3.3.5 Using the quantize Function

The average and standard deviation can be useful for crude characterization, but often do not provide sufficient detail to understand the distribution of data points. To understand the distribution in further detail, use the quantize aggregating function, as shown in the following example, which is saved in a file named wrquantize.d:

syscall::write:entry
{
  self->ts = timestamp;
}

syscall::write:return
/self->ts/
{
  @time[execname] = quantize(timestamp - self->ts);
  self->ts = 0;
}

Because each line of output becomes a frequency distribution diagram, the output of this script is substantially longer than previous scripts. The following example shows a selection of sample output:

# dtrace -s wrquantize.d 
dtrace: script 'wrquantize.d' matched 2 probes
^C
...
  bash                                              
           value  ------------- Distribution ------------- count    
            8192 |                                         0        
           16384 |@@@@@@@@@@@@@@@@@@@@@@@@@@@@@@@@         4        
           32768 |                                         0        
           65536 |                                         0        
          131072 |@@@@@@@@                                 1        
          262144 |                                         0        

  gnome-terminal                                    
           value  ------------- Distribution ------------- count    
            4096 |                                         0        
            8192 |@@@@@@@@@@@@@                            5        
           16384 |@@@@@@@@@@@@@                            5        
           32768 |@@@@@@@@@@@                              4        
           65536 |@@@                                      1        
          131072 |                                         0        

  Xorg                                              
           value  ------------- Distribution ------------- count    
            2048 |                                         0        
            4096 |@@@@@@@                                  4        
            8192 |@@@@@@@@@@@@@                            8        
           16384 |@@@@@@@@@@@@                             7        
           32768 |@@@                                      2        
           65536 |@@                                       1        
          131072 |                                         0        
          262144 |                                         0        
          524288 |                                         0        
         1048576 |                                         0        
         2097152 |@@@                                      2        
         4194304 |                                         0        

  firefox                                           
           value  ------------- Distribution ------------- count    
            2048 |                                         0        
            4096 |@@@                                      22       
            8192 |@@@@@@@@@@@                              90       
           16384 |@@@@@@@@@@@@@                            107      
           32768 |@@@@@@@@@                                72       
           65536 |@@@                                      28       
          131072 |                                         3        
          262144 |                                         0        
          524288 |                                         1        
         1048576 |                                         1        
         2097152 |                                         0

The rows for the frequency distribution are always power-of-two values. Each row indicates a count of the number of elements that are greater than or equal to the corresponding value, but less than the next larger row's value. For example, the previous output shows that firefox had 107 writes, taking between 16,384 nanoseconds and 32,767 nanoseconds, inclusive.

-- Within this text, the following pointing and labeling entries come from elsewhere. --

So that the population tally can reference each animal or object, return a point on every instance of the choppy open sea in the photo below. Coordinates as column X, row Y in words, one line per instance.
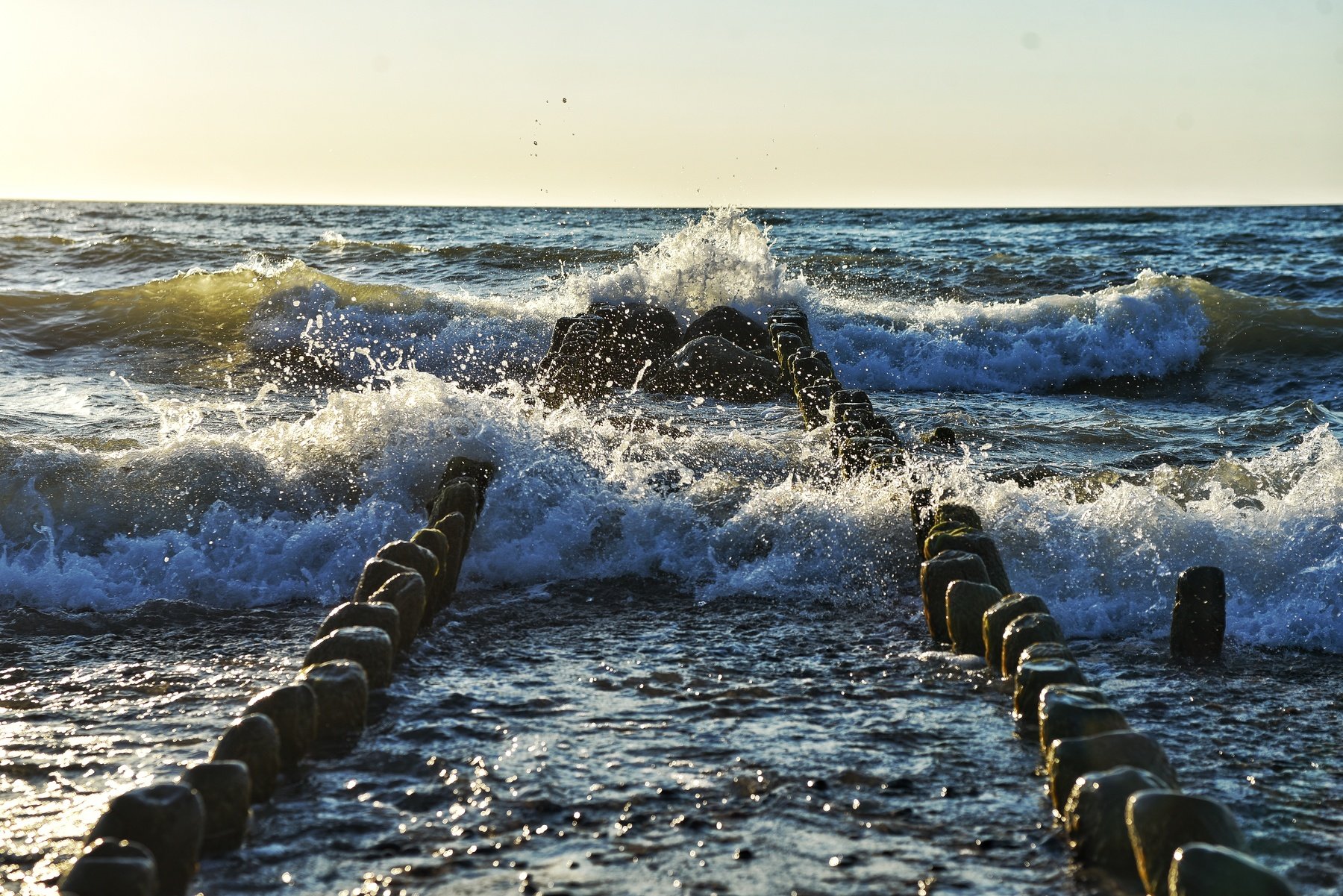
column 685, row 660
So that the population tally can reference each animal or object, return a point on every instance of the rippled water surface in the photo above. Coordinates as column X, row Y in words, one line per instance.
column 633, row 739
column 688, row 656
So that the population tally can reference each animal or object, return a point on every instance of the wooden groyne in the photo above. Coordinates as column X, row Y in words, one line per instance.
column 1112, row 790
column 149, row 840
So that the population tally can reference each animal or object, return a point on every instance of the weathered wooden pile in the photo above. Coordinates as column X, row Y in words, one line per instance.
column 1112, row 789
column 149, row 840
column 860, row 438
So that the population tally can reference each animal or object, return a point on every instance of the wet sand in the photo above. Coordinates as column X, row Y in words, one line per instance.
column 624, row 736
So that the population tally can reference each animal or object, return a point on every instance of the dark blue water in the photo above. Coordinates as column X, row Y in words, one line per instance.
column 228, row 409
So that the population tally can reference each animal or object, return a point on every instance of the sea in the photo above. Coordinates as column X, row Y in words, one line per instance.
column 685, row 656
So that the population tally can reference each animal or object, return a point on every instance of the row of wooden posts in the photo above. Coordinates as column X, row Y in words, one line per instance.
column 1112, row 789
column 149, row 840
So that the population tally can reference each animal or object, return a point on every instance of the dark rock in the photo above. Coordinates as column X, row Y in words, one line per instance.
column 713, row 367
column 375, row 574
column 404, row 592
column 167, row 820
column 638, row 333
column 1094, row 818
column 787, row 344
column 562, row 328
column 1044, row 651
column 410, row 555
column 253, row 741
column 457, row 496
column 225, row 790
column 113, row 867
column 453, row 525
column 1198, row 621
column 732, row 325
column 439, row 592
column 933, row 578
column 958, row 513
column 942, row 437
column 480, row 472
column 1162, row 821
column 960, row 538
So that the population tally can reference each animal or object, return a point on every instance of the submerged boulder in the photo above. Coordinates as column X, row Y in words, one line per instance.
column 732, row 325
column 606, row 347
column 713, row 367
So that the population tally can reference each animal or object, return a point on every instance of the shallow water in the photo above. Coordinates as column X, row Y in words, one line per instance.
column 630, row 738
column 211, row 416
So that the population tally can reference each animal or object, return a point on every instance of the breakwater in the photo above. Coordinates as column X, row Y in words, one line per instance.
column 149, row 840
column 188, row 513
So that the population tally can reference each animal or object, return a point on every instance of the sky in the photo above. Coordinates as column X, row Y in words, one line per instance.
column 686, row 104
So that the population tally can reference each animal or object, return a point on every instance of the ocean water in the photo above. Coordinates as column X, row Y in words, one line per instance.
column 210, row 416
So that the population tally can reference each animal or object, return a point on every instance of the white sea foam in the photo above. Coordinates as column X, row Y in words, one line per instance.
column 282, row 510
column 292, row 510
column 1153, row 327
column 723, row 258
column 1108, row 566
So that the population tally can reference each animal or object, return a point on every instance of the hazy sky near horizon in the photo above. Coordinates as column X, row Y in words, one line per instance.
column 959, row 102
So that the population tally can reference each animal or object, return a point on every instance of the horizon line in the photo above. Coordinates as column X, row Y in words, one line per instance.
column 669, row 207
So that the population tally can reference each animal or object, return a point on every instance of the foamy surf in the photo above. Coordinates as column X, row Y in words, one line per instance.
column 258, row 493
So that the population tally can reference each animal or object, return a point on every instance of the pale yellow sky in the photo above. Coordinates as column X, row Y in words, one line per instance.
column 674, row 104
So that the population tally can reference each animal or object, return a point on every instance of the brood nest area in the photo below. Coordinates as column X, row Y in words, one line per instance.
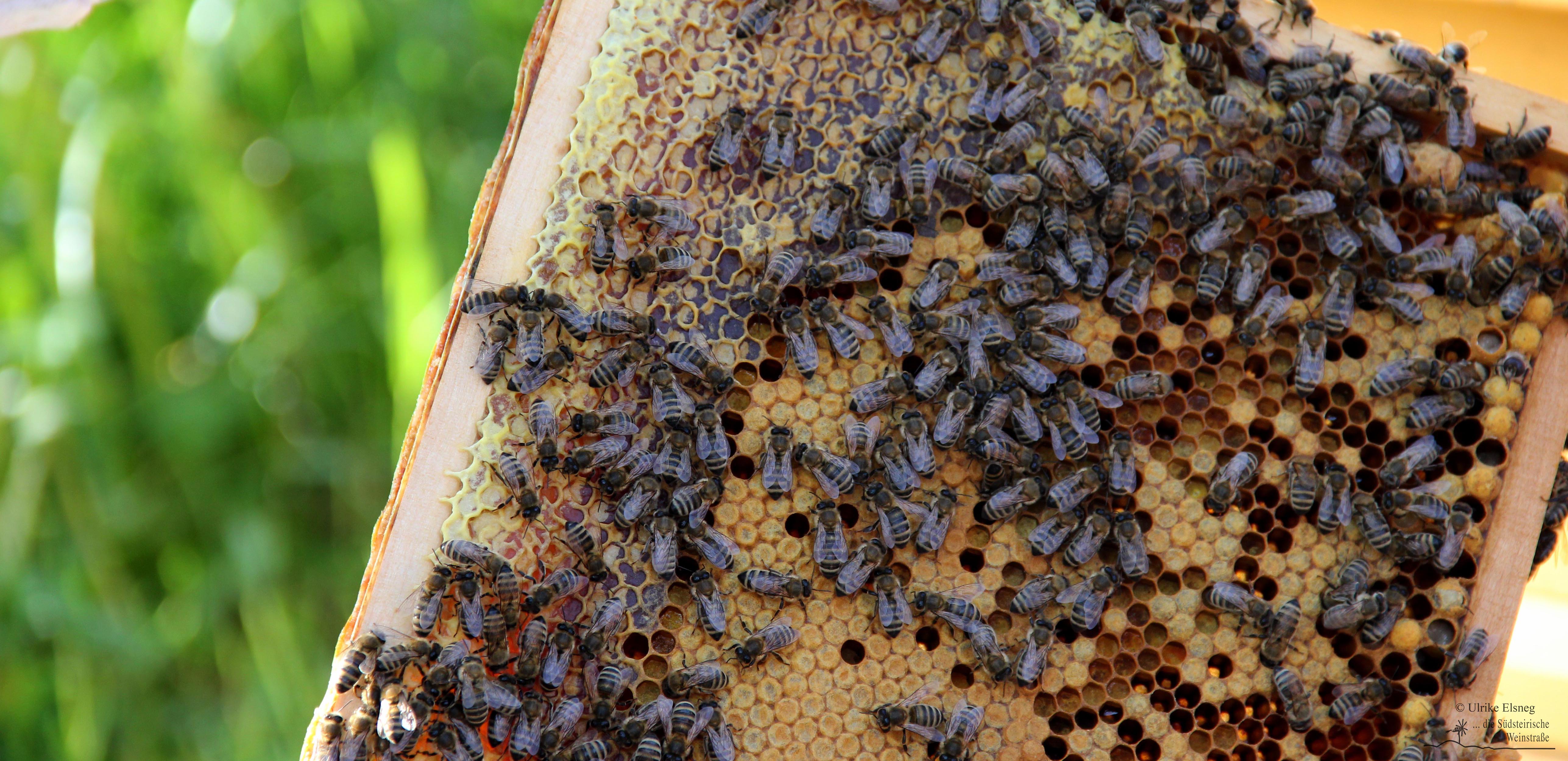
column 996, row 382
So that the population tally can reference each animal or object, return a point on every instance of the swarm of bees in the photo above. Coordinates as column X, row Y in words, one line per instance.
column 987, row 371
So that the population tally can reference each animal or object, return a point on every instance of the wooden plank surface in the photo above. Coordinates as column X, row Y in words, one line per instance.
column 502, row 236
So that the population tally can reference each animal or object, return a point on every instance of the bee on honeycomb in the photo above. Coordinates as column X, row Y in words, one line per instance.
column 1127, row 390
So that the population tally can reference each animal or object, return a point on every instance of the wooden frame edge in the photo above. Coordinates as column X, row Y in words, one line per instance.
column 556, row 66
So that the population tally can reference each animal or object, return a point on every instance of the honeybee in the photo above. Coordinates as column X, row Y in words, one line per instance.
column 835, row 475
column 493, row 350
column 717, row 548
column 1423, row 62
column 632, row 464
column 1011, row 501
column 1404, row 96
column 1468, row 656
column 1380, row 627
column 758, row 18
column 1518, row 145
column 1268, row 315
column 675, row 459
column 858, row 569
column 1220, row 230
column 527, row 380
column 1037, row 592
column 1417, row 457
column 672, row 401
column 802, row 344
column 1304, row 485
column 1133, row 558
column 985, row 103
column 1233, row 599
column 727, row 140
column 1357, row 611
column 485, row 299
column 893, row 325
column 1456, row 531
column 1293, row 697
column 479, row 694
column 766, row 642
column 710, row 605
column 775, row 584
column 877, row 190
column 938, row 34
column 1512, row 368
column 781, row 271
column 1351, row 581
column 1009, row 147
column 951, row 418
column 607, row 685
column 1145, row 37
column 1277, row 639
column 1087, row 599
column 1354, row 700
column 778, row 147
column 706, row 677
column 902, row 136
column 1144, row 385
column 360, row 660
column 1310, row 358
column 618, row 366
column 911, row 715
column 918, row 178
column 1194, row 178
column 1130, row 293
column 844, row 332
column 1302, row 204
column 778, row 478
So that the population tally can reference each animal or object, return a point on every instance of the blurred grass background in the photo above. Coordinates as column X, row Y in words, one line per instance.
column 228, row 231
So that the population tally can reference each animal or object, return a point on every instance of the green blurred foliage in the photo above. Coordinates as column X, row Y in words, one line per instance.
column 228, row 231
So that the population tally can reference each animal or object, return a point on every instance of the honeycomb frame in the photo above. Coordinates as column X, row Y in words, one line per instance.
column 1228, row 385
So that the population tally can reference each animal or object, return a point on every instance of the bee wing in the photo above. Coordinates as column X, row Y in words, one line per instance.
column 609, row 617
column 855, row 269
column 454, row 655
column 706, row 445
column 777, row 473
column 1149, row 43
column 896, row 336
column 1075, row 592
column 1465, row 253
column 1056, row 442
column 805, row 349
column 1094, row 608
column 1108, row 401
column 568, row 713
column 1081, row 426
column 865, row 333
column 1031, row 41
column 1417, row 291
column 473, row 614
column 918, row 696
column 901, row 606
column 1114, row 291
column 501, row 699
column 967, row 592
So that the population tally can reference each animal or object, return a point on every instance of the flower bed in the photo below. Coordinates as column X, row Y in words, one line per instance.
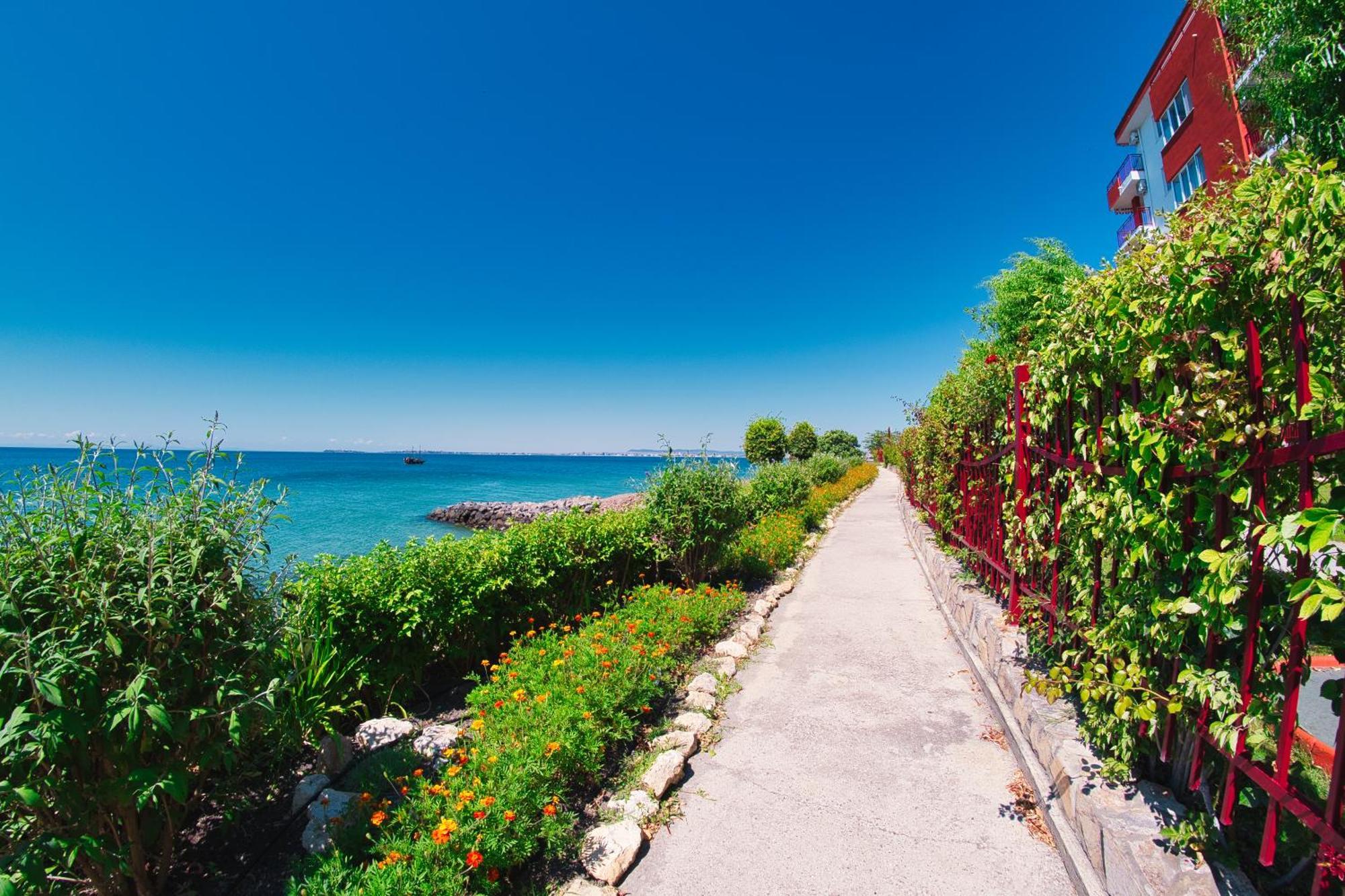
column 549, row 713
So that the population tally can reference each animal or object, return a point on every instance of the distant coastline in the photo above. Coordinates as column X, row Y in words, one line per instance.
column 630, row 452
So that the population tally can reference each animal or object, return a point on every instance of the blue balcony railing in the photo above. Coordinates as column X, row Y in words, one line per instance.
column 1145, row 218
column 1133, row 162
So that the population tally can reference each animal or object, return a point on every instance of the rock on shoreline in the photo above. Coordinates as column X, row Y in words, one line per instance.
column 502, row 514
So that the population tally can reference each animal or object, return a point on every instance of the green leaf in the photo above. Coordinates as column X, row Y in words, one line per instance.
column 161, row 716
column 29, row 795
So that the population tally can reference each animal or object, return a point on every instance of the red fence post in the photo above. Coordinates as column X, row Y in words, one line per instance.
column 1020, row 485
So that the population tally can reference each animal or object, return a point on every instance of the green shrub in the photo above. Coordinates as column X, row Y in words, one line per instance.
column 769, row 545
column 137, row 627
column 765, row 442
column 802, row 440
column 445, row 602
column 696, row 509
column 840, row 443
column 549, row 717
column 825, row 469
column 778, row 487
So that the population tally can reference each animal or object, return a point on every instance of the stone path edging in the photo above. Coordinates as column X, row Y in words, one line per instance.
column 609, row 850
column 1109, row 834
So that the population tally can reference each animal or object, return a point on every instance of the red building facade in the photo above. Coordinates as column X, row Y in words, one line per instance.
column 1184, row 127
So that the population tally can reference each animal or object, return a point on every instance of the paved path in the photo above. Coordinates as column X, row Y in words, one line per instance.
column 852, row 760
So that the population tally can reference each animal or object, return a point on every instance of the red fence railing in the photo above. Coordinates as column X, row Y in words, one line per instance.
column 984, row 489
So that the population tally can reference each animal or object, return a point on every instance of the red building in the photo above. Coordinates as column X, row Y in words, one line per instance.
column 1183, row 127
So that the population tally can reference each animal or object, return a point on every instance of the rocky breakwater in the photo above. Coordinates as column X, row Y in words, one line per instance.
column 502, row 514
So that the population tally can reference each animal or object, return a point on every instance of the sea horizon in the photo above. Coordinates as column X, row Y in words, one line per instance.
column 344, row 502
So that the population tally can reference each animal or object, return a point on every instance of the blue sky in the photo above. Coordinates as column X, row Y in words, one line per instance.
column 529, row 227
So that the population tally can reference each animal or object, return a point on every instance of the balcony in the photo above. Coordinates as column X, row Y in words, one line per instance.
column 1128, row 184
column 1136, row 221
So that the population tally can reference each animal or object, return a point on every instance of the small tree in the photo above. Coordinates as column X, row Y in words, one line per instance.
column 137, row 622
column 840, row 443
column 802, row 440
column 696, row 509
column 765, row 442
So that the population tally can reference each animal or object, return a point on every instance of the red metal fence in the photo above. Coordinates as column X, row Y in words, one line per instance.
column 980, row 526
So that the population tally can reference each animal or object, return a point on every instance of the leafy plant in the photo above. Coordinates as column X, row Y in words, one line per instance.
column 802, row 442
column 777, row 487
column 825, row 469
column 765, row 442
column 548, row 715
column 137, row 623
column 840, row 443
column 442, row 602
column 1297, row 85
column 696, row 507
column 1169, row 326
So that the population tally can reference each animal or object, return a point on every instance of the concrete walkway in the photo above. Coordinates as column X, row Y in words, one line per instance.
column 852, row 760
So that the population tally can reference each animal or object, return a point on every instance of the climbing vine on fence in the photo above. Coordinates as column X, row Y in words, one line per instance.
column 1155, row 400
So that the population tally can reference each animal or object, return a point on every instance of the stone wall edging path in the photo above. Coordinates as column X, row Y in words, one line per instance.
column 855, row 756
column 1117, row 826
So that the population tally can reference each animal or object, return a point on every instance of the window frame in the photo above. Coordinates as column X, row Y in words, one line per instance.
column 1186, row 178
column 1167, row 131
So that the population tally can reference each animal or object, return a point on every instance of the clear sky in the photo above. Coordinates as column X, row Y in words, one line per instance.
column 529, row 227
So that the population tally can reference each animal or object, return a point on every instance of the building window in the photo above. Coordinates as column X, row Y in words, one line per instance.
column 1190, row 179
column 1176, row 112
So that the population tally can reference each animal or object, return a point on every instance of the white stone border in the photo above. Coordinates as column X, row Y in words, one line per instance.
column 611, row 850
column 1109, row 834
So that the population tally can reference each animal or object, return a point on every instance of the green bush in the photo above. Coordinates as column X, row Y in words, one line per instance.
column 777, row 487
column 696, row 509
column 840, row 443
column 765, row 442
column 445, row 602
column 802, row 442
column 548, row 720
column 137, row 626
column 770, row 545
column 825, row 469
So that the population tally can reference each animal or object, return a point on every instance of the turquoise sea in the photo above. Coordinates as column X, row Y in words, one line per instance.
column 345, row 503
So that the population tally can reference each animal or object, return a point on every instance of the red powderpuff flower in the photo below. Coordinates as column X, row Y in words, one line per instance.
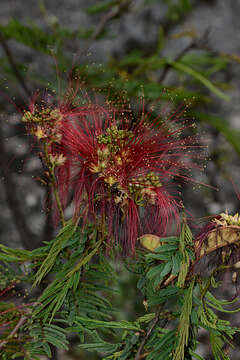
column 120, row 172
column 46, row 121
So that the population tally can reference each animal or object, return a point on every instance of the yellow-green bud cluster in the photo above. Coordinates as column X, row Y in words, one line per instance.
column 227, row 219
column 44, row 123
column 42, row 116
column 114, row 138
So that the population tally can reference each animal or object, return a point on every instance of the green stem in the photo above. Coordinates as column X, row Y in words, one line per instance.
column 54, row 183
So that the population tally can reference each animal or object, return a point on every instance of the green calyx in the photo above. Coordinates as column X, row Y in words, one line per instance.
column 42, row 116
column 115, row 138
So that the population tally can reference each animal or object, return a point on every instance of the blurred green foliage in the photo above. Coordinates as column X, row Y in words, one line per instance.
column 194, row 80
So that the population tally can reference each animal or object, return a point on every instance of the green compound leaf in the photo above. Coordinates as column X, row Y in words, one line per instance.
column 195, row 74
column 184, row 324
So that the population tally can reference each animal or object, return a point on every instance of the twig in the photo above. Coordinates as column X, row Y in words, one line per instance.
column 148, row 334
column 14, row 331
column 13, row 65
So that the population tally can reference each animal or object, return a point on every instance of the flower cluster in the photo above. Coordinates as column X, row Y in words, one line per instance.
column 117, row 169
column 121, row 172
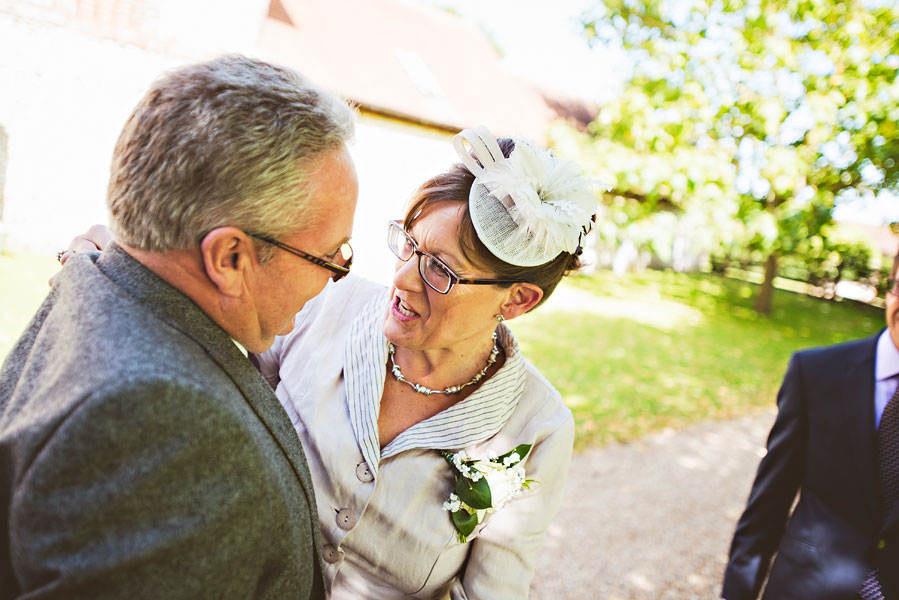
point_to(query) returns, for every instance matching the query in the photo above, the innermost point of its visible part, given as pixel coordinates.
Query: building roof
(405, 60)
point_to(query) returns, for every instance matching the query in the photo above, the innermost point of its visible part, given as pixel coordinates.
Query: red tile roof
(405, 60)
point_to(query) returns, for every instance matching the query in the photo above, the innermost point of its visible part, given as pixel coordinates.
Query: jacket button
(346, 519)
(363, 473)
(331, 553)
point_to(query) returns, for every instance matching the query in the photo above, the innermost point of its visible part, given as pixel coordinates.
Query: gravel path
(652, 519)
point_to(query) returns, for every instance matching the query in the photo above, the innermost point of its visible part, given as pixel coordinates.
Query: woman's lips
(401, 311)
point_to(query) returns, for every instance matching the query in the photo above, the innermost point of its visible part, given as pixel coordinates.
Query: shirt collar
(240, 347)
(887, 363)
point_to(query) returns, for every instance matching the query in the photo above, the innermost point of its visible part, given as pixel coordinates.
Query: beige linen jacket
(384, 530)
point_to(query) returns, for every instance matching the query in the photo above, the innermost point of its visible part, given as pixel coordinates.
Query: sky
(542, 40)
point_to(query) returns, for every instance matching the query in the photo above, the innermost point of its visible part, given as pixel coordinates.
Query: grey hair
(225, 142)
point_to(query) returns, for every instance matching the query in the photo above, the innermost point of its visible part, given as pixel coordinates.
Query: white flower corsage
(483, 485)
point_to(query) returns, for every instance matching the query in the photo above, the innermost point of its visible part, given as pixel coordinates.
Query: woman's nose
(406, 275)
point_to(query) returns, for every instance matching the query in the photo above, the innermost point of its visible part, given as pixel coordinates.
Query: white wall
(392, 160)
(64, 96)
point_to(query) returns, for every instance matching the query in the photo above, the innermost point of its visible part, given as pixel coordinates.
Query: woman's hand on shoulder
(94, 239)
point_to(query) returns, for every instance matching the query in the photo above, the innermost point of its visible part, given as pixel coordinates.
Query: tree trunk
(763, 301)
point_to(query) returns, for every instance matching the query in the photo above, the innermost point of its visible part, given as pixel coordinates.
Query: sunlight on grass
(652, 310)
(25, 278)
(640, 353)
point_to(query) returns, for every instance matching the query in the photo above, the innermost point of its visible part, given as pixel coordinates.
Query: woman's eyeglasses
(433, 271)
(338, 271)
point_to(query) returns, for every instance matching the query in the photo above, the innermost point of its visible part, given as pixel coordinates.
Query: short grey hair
(225, 142)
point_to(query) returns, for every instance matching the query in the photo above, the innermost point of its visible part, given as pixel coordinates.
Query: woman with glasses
(438, 453)
(387, 386)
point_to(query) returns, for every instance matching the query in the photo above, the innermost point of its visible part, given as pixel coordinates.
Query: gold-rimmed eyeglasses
(338, 271)
(433, 271)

The previous example shows the distribution of numbers of write times. You might also be interested in knowing which write times are contributing to the overall run time the most. You can optionally use the increment argument with the quantize function for this purpose. Note that the default value is 1, but this argument can be a D expression, as well as have negative values.

The following example shows a modified script:

 syscall::write:entry
{
  self->ts = timestamp;
}

syscall::write:return
/self->ts/
{
  self->delta = timestamp - self->ts;
  @time[execname] = quantize(self->delta, self->delta);
  self->ts = 0;
}